“The labor movement is people. Our unions have brought millions of men and women together, made them members one of another, and given them common tools for common goals. Their goals are goals for all America – and their enemies are the enemies for progress. The two cannot be separated.” President John F. Kennedy
Today is our day and we need to bask in our proud history. Every year people across our great nation stop and look back to what labor has done.
One of America’s greatest resources is its people. And when we work together and speak with one voice we can accomplish great things.
“It was the labor movement that helped secure so much of what we take for granted today. The 40-hour work week, the minimum wage, family leave, health insurance, Social Security, Medicare, retirement plans. The cornerstones of the middle-class security all bear the union label.” President Barack Obama
Even those who oppose unions now have trouble denying the fact that labor built the middle class. Together we fought for some of the basics that all workers are utilizing today like weekends, workplace safety, and overtime. These are only a few of the hundreds of things that labor unions fought for on behalf of all workers.

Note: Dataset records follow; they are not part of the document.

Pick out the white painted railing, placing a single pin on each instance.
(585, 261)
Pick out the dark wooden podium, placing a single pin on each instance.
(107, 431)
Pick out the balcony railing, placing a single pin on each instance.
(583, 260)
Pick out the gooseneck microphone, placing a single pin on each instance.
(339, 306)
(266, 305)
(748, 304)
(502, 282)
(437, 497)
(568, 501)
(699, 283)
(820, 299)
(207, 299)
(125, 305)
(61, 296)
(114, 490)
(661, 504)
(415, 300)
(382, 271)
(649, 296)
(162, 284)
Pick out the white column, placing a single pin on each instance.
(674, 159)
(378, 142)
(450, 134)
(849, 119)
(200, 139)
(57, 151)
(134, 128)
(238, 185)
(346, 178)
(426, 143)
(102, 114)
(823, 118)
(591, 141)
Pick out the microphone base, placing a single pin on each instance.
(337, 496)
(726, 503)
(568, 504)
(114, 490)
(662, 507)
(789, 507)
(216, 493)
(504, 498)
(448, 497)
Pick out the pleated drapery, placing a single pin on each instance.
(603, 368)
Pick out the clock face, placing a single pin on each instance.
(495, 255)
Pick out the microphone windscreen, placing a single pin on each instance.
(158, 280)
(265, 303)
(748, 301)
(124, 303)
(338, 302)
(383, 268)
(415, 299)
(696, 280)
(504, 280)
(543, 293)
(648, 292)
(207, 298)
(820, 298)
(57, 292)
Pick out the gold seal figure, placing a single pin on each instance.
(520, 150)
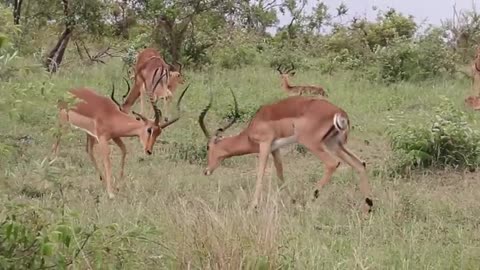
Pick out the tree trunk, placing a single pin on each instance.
(55, 56)
(17, 11)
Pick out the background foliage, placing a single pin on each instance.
(390, 74)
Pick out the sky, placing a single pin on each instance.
(431, 11)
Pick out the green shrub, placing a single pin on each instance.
(404, 59)
(446, 140)
(235, 56)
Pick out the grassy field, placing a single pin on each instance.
(168, 215)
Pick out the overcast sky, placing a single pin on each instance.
(430, 10)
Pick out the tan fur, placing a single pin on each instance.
(103, 121)
(308, 121)
(147, 62)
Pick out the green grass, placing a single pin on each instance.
(168, 215)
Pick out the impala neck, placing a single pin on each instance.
(237, 145)
(172, 85)
(129, 127)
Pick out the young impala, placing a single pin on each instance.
(298, 89)
(148, 61)
(315, 123)
(103, 121)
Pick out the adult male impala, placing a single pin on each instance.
(298, 89)
(315, 123)
(148, 61)
(102, 120)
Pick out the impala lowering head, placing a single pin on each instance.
(152, 128)
(176, 76)
(214, 153)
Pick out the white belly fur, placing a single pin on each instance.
(87, 131)
(282, 142)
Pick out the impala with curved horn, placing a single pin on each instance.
(315, 123)
(103, 121)
(298, 89)
(148, 60)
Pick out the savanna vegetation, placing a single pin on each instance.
(402, 83)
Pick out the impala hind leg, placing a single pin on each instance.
(91, 141)
(339, 150)
(262, 164)
(105, 151)
(277, 161)
(123, 150)
(330, 164)
(62, 127)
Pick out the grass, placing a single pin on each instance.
(167, 215)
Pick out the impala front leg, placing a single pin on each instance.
(105, 150)
(262, 163)
(123, 150)
(90, 144)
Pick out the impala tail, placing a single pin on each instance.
(340, 122)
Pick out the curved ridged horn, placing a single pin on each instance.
(236, 115)
(157, 111)
(291, 69)
(201, 117)
(112, 95)
(278, 69)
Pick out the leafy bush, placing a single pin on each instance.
(447, 140)
(28, 240)
(235, 56)
(405, 60)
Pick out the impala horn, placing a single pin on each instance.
(236, 115)
(168, 123)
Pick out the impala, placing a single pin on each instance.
(315, 123)
(298, 89)
(103, 121)
(148, 61)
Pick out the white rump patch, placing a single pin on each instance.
(340, 122)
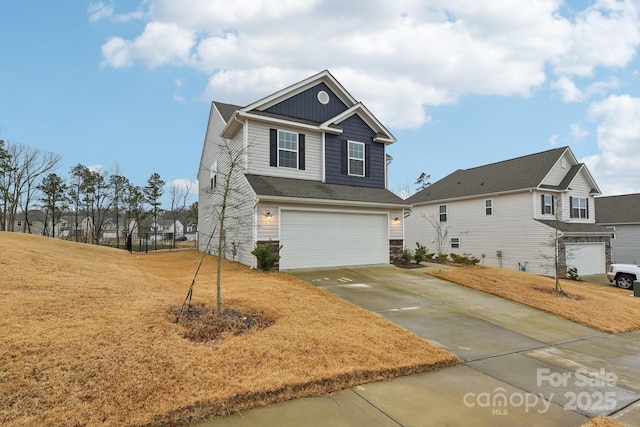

Labor unions came out of great economic struggles — much like the situation we are currently pushing through. Vast income inequality and high unemployment. In the early days of the Industrial Age, mill owners treated workers like slaves, forcing workers to stay on the jobs for 14-16 hours a day while the owners collected enormous profits. This prompted workers to think about their own safety and prosperity.
This vast income inequality solidified workers to stand up and fight back. Thomas Donahue (AFL-CIO Treasurer 1979-1995) summed it up perfectly when he said, “The only effective answer to organized greed is organized labor.”
This is truer today than in the years after the Great Depression. Workers are living in poverty while corporations are raking in untold billions. Right now, CEOs are making 185 times the amount of the average worker. This has lead to countless protests and organized efforts for a living wage.
Dr. Martin Luther King Jr. once said, “All labor that uplifts humanity has dignity and importance and should be undertaken with painstaking excellence.”
As we celebrate this Labor Day, let us reflect on where we have come from. Look back at all the great things we have accomplished together. Then look at all we need to do. America is still the greatest nation in the world — yet we can be even greater.
We need to band together and fight back against the corporate machine that demonizes workers. They want to take us back to the days when workers had no rights and no voice. That is just unacceptable. If we do not stand together like our brothers and sisters of the past have taught us, we will never be able to overcome the grasp of corporate greed.